As freshly minted dog parents, a whole set of teething problems (quite literally) can come about from welcoming your new four-legged member to the household. Being primed for what’s to come like separation anxiety, potty training, puppy nipping and chewing will help you feel more confident on how to care for your new puppy.

Did you know that puppy teeth fall out just like human babies once their adult teeth start erupting? This usually happens when they are about three to four months old.
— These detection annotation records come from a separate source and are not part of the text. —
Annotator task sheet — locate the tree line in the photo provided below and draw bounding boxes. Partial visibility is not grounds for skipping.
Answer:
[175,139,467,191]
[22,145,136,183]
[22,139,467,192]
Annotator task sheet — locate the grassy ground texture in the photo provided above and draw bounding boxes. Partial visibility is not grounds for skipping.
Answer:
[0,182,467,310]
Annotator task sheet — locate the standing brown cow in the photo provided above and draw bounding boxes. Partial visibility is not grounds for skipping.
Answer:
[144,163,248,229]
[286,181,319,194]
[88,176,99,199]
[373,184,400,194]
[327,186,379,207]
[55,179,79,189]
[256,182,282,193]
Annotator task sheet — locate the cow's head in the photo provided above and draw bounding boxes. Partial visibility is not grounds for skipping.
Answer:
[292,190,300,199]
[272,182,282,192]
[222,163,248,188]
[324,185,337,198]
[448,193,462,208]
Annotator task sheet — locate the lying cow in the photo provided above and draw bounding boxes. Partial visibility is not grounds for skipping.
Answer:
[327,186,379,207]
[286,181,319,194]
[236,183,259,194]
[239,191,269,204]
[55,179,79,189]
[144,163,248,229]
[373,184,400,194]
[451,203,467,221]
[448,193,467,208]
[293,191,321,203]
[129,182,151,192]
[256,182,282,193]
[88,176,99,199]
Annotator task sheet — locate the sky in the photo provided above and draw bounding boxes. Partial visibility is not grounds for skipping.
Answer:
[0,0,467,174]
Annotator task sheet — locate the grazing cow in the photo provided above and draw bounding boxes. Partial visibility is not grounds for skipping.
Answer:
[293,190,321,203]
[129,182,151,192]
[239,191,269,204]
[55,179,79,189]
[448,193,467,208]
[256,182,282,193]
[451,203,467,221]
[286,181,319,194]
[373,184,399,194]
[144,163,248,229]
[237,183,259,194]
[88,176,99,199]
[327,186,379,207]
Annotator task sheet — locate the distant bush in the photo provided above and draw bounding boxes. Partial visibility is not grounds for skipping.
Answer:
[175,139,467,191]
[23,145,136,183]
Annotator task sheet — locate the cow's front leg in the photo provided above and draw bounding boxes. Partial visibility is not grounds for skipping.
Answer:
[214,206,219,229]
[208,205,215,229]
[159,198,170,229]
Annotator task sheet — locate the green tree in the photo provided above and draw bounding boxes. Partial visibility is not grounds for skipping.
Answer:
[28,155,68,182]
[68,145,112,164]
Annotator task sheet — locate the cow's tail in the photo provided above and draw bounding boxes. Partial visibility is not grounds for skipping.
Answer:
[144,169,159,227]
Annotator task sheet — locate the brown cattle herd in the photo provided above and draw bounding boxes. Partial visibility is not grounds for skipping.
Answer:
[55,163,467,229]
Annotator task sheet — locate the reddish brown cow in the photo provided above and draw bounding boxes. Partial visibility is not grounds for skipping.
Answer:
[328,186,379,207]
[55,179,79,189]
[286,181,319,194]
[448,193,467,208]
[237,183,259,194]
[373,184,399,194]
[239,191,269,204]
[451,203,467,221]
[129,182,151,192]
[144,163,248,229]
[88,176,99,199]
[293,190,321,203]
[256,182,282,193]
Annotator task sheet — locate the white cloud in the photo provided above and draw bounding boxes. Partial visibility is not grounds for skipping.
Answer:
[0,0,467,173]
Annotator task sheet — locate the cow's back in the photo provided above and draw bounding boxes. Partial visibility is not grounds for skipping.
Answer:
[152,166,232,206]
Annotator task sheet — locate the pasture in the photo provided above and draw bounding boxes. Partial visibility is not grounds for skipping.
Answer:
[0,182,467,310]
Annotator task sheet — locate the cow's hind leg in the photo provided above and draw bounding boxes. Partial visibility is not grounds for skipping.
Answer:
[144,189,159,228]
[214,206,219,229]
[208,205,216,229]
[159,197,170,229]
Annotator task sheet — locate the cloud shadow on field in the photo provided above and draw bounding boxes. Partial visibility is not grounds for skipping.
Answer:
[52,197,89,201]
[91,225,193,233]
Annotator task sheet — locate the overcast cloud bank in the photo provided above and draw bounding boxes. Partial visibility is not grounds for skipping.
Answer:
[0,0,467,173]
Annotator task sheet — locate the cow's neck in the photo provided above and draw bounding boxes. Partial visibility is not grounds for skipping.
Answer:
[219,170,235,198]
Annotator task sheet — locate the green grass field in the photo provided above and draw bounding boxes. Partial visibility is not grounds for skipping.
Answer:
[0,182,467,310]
Puppies will explore their newfound world through sniffing and through their mouths by chewing. And most times, this period of teething right before their adult teeth set in may likely cause swollen, irritated and sore gums, causing them to chew on something to soothe their gums. Here are just some of the many things puppies can get their little chompers on:

  • Slipper straps
  • Small stones
  • Brassiere clasps
  • Jacket zippers
  • Christmas tree ornaments
  • Socks
  • Soles of shoes
  • Shoelaces


So what’s a dog owner to do when your puppy is displaying natural behaviour unintentionally on your things at home? Here are three steps to cope with a teething puppy you can implement at home that can save you and your puppy from downright frustration, emergency trips to the vet and everything else in between.

Make bite-free zones at home a thing

Just like how bees are attracted to honey, puppies somehow have an affinity for furniture, appliances and shoes. Block off areas in your house or elevate things that you won’t want them to get their chompers on. Make temptations less visible and reachable to them. Put loose wires in cable tubes to prevent any nasty shocks. In short, place them in a setting where they are primed for success (because no puppy enjoys being yelled at).
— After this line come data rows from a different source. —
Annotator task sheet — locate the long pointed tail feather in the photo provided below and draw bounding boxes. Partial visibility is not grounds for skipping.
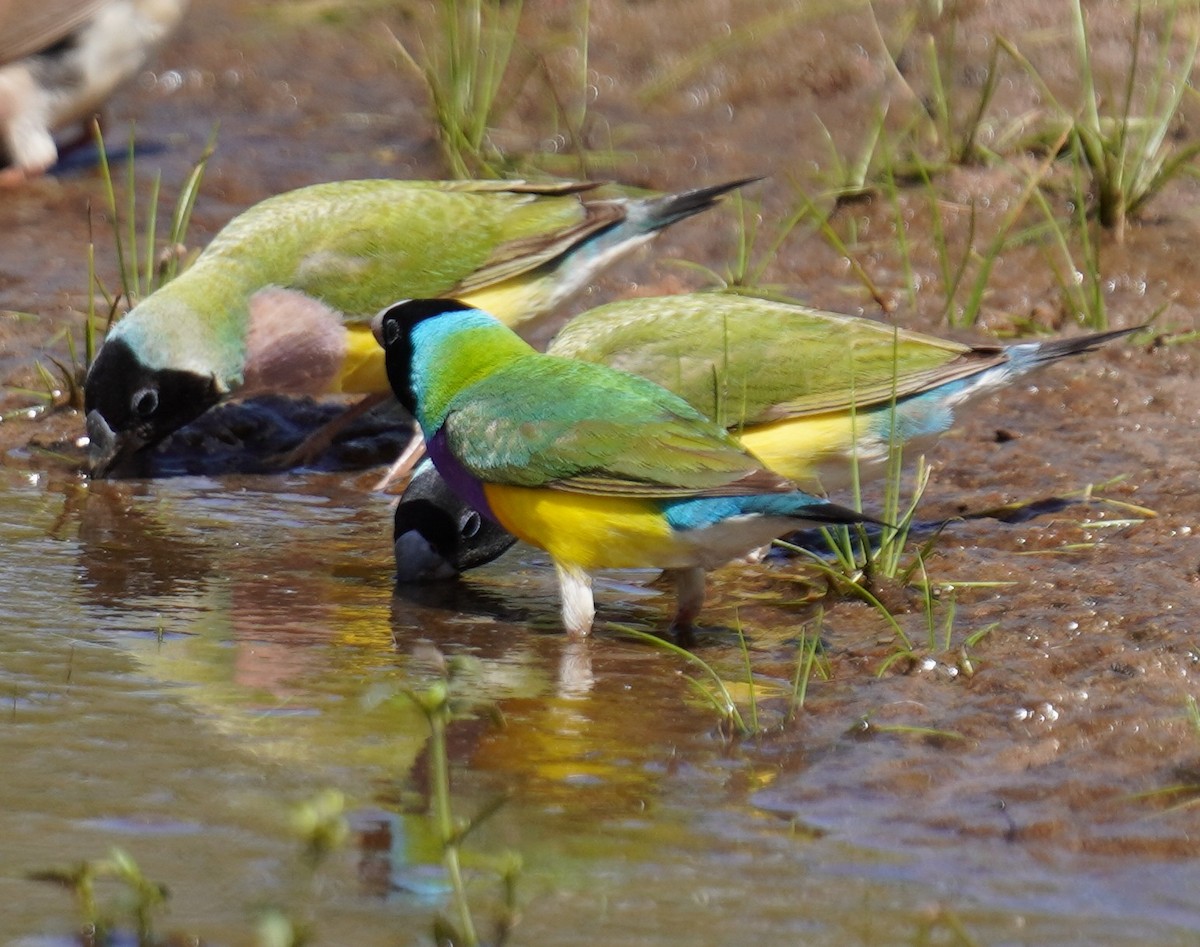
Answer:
[638,176,762,232]
[1009,325,1146,367]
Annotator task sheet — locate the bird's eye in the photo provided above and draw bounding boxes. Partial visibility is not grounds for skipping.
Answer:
[130,388,158,418]
[383,319,400,346]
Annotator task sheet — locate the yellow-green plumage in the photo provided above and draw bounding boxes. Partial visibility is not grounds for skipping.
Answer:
[85,174,740,474]
[376,300,868,635]
[395,293,1130,581]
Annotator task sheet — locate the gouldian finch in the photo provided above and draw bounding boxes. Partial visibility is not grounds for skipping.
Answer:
[84,180,745,477]
[395,293,1134,581]
[0,0,187,184]
[374,299,869,637]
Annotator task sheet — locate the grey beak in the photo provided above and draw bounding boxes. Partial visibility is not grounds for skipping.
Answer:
[88,408,133,480]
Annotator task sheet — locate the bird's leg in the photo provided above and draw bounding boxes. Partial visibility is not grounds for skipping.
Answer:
[269,391,391,470]
[371,427,434,491]
[554,559,596,637]
[664,565,704,636]
[554,636,596,700]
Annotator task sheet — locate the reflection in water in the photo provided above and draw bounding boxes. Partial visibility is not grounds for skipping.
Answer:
[0,475,1195,945]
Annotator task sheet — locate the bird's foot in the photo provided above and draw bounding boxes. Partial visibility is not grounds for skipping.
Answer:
[371,428,434,492]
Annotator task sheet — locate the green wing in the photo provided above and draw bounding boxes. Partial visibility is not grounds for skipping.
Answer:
[205,180,609,318]
[443,354,796,497]
[550,293,1004,427]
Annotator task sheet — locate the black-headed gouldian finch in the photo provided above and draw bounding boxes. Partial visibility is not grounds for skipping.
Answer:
[374,299,870,636]
[0,0,187,184]
[84,174,746,477]
[394,293,1134,582]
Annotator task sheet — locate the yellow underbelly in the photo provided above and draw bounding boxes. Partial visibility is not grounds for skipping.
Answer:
[734,412,880,491]
[331,323,391,395]
[484,484,695,569]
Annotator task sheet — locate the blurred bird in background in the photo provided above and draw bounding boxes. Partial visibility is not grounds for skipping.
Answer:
[0,0,187,185]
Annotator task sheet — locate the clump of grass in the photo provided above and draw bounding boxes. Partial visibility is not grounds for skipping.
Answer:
[392,0,522,178]
[614,610,829,739]
[386,648,521,947]
[29,122,216,409]
[868,2,1000,174]
[30,849,167,947]
[1000,0,1200,242]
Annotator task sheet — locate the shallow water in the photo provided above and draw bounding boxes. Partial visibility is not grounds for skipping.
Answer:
[0,0,1200,946]
[0,474,1200,945]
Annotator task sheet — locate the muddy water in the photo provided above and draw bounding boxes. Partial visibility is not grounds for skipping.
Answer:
[0,0,1200,945]
[7,475,1200,943]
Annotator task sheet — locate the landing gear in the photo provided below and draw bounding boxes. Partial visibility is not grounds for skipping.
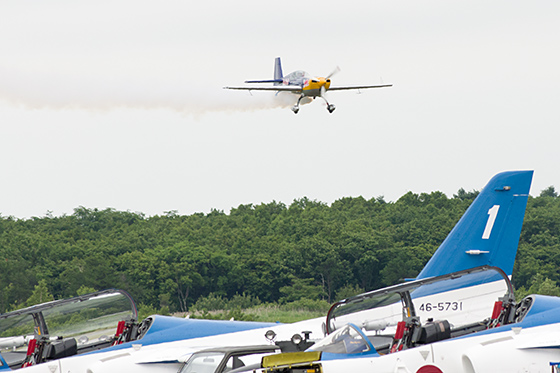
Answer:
[320,86,336,113]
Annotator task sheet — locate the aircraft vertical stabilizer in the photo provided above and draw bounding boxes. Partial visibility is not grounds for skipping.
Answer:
[417,171,533,279]
[274,57,284,85]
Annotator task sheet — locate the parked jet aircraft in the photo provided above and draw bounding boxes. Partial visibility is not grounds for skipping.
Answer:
[224,57,393,114]
[0,171,533,373]
[241,266,560,373]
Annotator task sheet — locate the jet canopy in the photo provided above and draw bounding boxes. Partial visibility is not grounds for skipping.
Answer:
[322,266,516,354]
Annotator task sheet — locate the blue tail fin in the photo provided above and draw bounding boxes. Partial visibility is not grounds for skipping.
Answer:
[274,57,284,85]
[0,354,11,372]
[417,171,533,279]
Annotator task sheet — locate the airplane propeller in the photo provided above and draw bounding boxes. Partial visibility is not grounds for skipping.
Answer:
[325,66,340,79]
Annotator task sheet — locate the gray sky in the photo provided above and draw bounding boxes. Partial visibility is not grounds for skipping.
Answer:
[0,0,560,218]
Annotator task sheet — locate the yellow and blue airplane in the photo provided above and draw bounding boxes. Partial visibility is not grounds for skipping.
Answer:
[224,57,393,114]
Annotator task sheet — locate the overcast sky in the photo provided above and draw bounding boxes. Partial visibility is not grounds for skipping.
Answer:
[0,0,560,218]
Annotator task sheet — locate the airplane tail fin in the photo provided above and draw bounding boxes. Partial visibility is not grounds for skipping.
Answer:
[417,171,533,279]
[274,57,284,85]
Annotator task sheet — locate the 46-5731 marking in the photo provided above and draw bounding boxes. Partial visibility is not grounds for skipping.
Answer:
[418,302,463,312]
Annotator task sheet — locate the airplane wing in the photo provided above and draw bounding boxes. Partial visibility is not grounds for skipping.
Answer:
[328,84,393,91]
[224,85,301,93]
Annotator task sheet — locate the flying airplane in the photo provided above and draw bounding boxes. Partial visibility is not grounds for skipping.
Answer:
[224,57,393,114]
[0,171,533,373]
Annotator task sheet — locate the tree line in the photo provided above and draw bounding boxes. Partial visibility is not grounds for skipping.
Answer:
[0,187,560,313]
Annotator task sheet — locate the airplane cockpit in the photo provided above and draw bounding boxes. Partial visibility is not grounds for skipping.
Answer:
[0,289,138,369]
[309,266,530,359]
[284,70,311,85]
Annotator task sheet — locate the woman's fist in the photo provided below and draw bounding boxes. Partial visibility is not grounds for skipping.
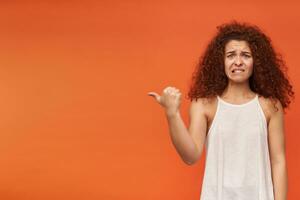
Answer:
[148,87,181,113]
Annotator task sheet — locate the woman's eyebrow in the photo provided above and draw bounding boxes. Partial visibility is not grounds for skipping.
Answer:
[226,50,251,54]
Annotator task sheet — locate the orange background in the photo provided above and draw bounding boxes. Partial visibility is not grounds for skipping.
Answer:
[0,0,300,200]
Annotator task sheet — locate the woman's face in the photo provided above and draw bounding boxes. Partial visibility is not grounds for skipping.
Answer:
[224,40,253,83]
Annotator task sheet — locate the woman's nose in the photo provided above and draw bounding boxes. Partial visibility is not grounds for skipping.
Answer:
[234,56,242,65]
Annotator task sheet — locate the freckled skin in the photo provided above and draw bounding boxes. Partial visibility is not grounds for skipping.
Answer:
[224,40,253,83]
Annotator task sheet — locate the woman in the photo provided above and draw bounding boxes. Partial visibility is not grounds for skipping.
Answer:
[148,21,294,200]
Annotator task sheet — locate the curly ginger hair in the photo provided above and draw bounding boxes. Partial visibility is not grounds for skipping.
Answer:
[188,20,294,109]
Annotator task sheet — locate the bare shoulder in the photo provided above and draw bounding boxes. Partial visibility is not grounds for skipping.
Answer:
[258,96,283,124]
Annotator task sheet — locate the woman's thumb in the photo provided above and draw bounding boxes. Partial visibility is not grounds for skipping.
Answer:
[148,92,160,102]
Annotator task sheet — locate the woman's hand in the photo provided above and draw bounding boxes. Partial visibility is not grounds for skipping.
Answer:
[148,87,181,115]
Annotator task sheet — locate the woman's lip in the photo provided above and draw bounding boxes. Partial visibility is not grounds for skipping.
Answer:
[231,69,245,73]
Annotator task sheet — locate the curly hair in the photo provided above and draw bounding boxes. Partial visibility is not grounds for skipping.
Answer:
[187,20,294,112]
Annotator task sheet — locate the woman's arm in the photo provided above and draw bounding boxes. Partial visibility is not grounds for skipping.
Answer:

Chew toys/treats will become your other best friend

It’s important to divert your puppy’s chewing prowess on puppy-appropriate chew toys and natural chewing sticks. Adult chew toys are not suitable for puppies as they are tougher then puppy chew toys and puppy teeth are more prone to fracture. Make your own cold treats at home so that they can enjoy chewing and get relief for their gums from the cold at the same time. Try braiding thick strips of non-fraying clean cloth, soaking it in water with half a teaspoon of coconut oil or a dab of peanut butter, and leave it to freeze in your freezer before giving it to your puppy.


Some of the best chew toys for puppies come in the form of natural treats, like the long-lasting yak chew made from Himalayan yak’s milk. This lifesaver will leave your puppy entertained for hours. Not only is it all-natural and 100% organic, the yak chew is also lactose and gluten-free, it also has a mild smoky aroma which your puppy will love.

Get your puppy on the right foot paw with its diet

We all know how important the right diet is for our canine companions—from their puppy years through to their adult and senior years. Providing them with a well-balanced, natural diet (ideally one without kibble) from early on will reap immeasurable benefits. Do make sure that your puppy is also getting adequate vitamins and minerals such as calcium to ensure that teeth can develop properly.

We hope you’ll have the best time watching your puppy grow and blossom into a dog that will one day provide you care in their own special, doggie way.